Translation:Ili devas labori, ĉar ili bezonas monon.

May 30, 2015

11 Comments


https://www.duolingo.com/profile/lilicin

Simply, to mean "have to" (or must), in esperanto you say "devi". "Havi" only means the idea of possession (materially or abstracly) as said by Pauchjo. For example to take the same words: "Ili havas laboron" means "They have (own) a job"

June 5, 2015

https://www.duolingo.com/profile/bryanhumano

Can you never omit the second subject pronoun like this: "Ili devas labori ĉar bezonas monon."?

May 30, 2015

https://www.duolingo.com/profile/keirwilliams

Wha?t exactly is the difference between labori and laboras?

June 2, 2015

https://www.duolingo.com/profile/Fajro

Labori = to work (infinitive)
Laboras = is/are working (present)

June 2, 2015

https://www.duolingo.com/profile/Bloop333789

Vekiĝu, vi devas fari monon.
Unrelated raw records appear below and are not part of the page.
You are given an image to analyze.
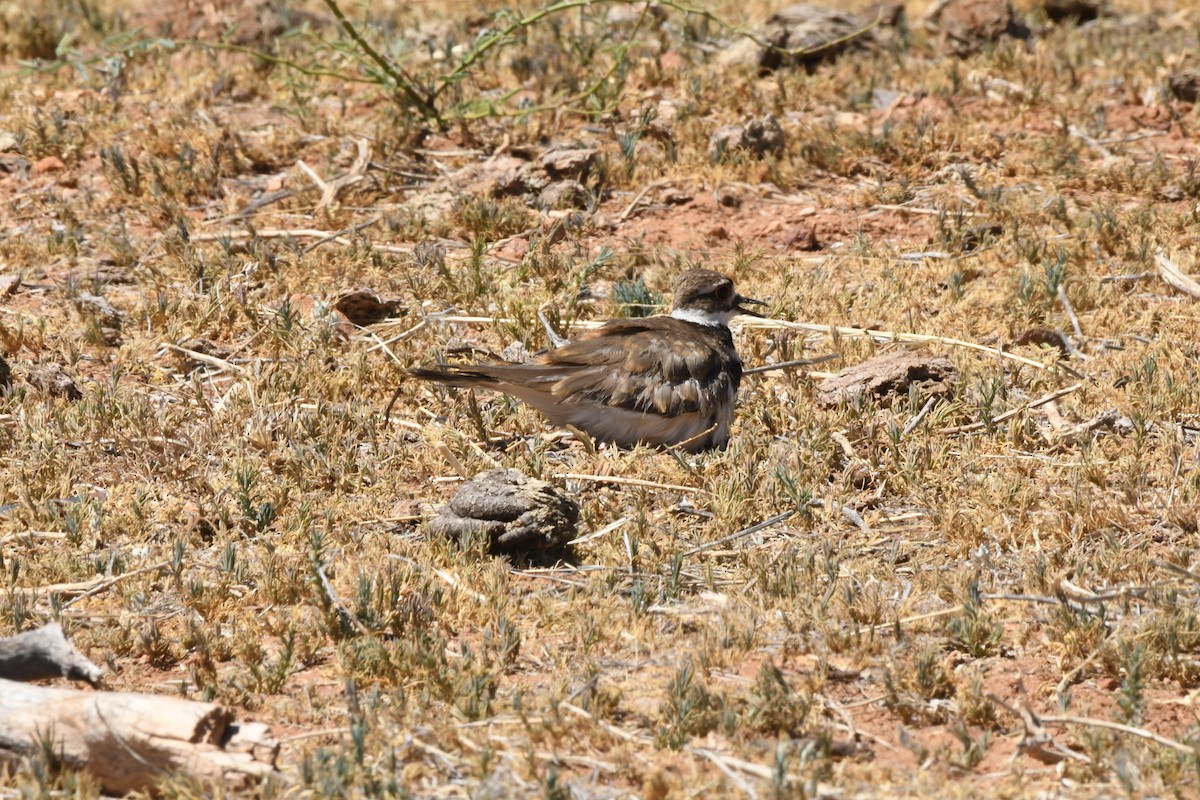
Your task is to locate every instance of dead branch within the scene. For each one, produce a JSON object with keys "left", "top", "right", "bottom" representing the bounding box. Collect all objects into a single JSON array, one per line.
[
  {"left": 0, "top": 680, "right": 278, "bottom": 794},
  {"left": 0, "top": 622, "right": 103, "bottom": 686}
]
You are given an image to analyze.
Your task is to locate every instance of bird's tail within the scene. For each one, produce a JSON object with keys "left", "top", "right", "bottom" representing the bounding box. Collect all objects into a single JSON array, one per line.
[{"left": 408, "top": 365, "right": 500, "bottom": 389}]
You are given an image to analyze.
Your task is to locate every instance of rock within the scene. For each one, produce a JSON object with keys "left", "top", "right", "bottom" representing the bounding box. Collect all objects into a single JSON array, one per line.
[
  {"left": 1166, "top": 70, "right": 1200, "bottom": 103},
  {"left": 718, "top": 4, "right": 876, "bottom": 72},
  {"left": 1013, "top": 327, "right": 1072, "bottom": 359},
  {"left": 172, "top": 336, "right": 233, "bottom": 372},
  {"left": 959, "top": 222, "right": 1004, "bottom": 253},
  {"left": 784, "top": 224, "right": 821, "bottom": 253},
  {"left": 430, "top": 469, "right": 580, "bottom": 554},
  {"left": 334, "top": 289, "right": 402, "bottom": 327},
  {"left": 928, "top": 0, "right": 1030, "bottom": 55},
  {"left": 708, "top": 114, "right": 787, "bottom": 161},
  {"left": 34, "top": 156, "right": 66, "bottom": 174},
  {"left": 816, "top": 350, "right": 959, "bottom": 407},
  {"left": 646, "top": 100, "right": 680, "bottom": 142},
  {"left": 539, "top": 180, "right": 590, "bottom": 209},
  {"left": 25, "top": 363, "right": 83, "bottom": 401}
]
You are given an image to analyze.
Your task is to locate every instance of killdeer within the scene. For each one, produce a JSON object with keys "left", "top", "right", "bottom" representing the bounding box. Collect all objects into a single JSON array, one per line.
[{"left": 408, "top": 270, "right": 766, "bottom": 452}]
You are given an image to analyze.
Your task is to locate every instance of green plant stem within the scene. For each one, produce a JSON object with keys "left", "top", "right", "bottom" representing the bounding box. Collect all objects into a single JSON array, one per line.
[{"left": 451, "top": 0, "right": 650, "bottom": 120}]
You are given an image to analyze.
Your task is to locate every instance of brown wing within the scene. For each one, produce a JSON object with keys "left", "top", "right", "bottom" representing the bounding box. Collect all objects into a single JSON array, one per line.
[{"left": 541, "top": 317, "right": 742, "bottom": 416}]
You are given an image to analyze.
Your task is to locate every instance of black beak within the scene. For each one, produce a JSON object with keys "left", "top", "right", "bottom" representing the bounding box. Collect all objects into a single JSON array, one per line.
[{"left": 733, "top": 295, "right": 767, "bottom": 317}]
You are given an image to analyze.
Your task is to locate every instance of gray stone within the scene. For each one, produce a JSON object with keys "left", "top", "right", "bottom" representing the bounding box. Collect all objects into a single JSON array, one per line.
[{"left": 430, "top": 469, "right": 580, "bottom": 554}]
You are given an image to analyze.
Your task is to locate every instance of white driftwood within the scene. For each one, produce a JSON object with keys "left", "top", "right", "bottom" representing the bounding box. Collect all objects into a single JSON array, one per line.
[
  {"left": 0, "top": 680, "right": 278, "bottom": 794},
  {"left": 0, "top": 624, "right": 278, "bottom": 794},
  {"left": 0, "top": 622, "right": 103, "bottom": 686}
]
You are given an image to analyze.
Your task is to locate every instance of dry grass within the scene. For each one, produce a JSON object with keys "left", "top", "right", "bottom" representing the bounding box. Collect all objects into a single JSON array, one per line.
[{"left": 0, "top": 0, "right": 1200, "bottom": 798}]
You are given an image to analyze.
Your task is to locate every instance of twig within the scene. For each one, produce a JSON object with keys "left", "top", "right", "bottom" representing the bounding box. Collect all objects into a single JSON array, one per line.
[
  {"left": 691, "top": 747, "right": 758, "bottom": 800},
  {"left": 742, "top": 353, "right": 841, "bottom": 378},
  {"left": 742, "top": 317, "right": 1048, "bottom": 369},
  {"left": 554, "top": 473, "right": 708, "bottom": 494},
  {"left": 617, "top": 178, "right": 671, "bottom": 222},
  {"left": 388, "top": 553, "right": 488, "bottom": 603},
  {"left": 1154, "top": 251, "right": 1200, "bottom": 297},
  {"left": 679, "top": 509, "right": 796, "bottom": 558},
  {"left": 432, "top": 441, "right": 470, "bottom": 481},
  {"left": 566, "top": 517, "right": 629, "bottom": 545},
  {"left": 300, "top": 213, "right": 383, "bottom": 255},
  {"left": 871, "top": 203, "right": 982, "bottom": 217},
  {"left": 312, "top": 560, "right": 366, "bottom": 636},
  {"left": 316, "top": 0, "right": 444, "bottom": 120},
  {"left": 62, "top": 561, "right": 170, "bottom": 609},
  {"left": 191, "top": 228, "right": 412, "bottom": 255}
]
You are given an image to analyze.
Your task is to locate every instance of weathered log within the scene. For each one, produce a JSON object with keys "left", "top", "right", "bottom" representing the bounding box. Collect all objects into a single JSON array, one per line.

Jes.

February 12, 2017

https://www.duolingo.com/profile/hugodiazroa

why "ili havas labori, ĉar ili bezonas monon money" has a mistake, only because this course is in beta or because i have it terribly wrong.?

June 5, 2015

https://www.duolingo.com/profile/Rippler

"Need" and "have to" are synonyms. Why does Esperanto have two words for this, when there are no nuances between them? It seems odd for a calculated language to have redundancies.

December 16, 2015

https://www.duolingo.com/profile/Rippler

Actually, I take this back. Have to is a phrase synonymous with must, which concerns obligation rather than need. I return to having no issues with Esperanto.

December 17, 2015

https://www.duolingo.com/profile/althyastar

My first thought was "they have to work because they embezzle money." lol.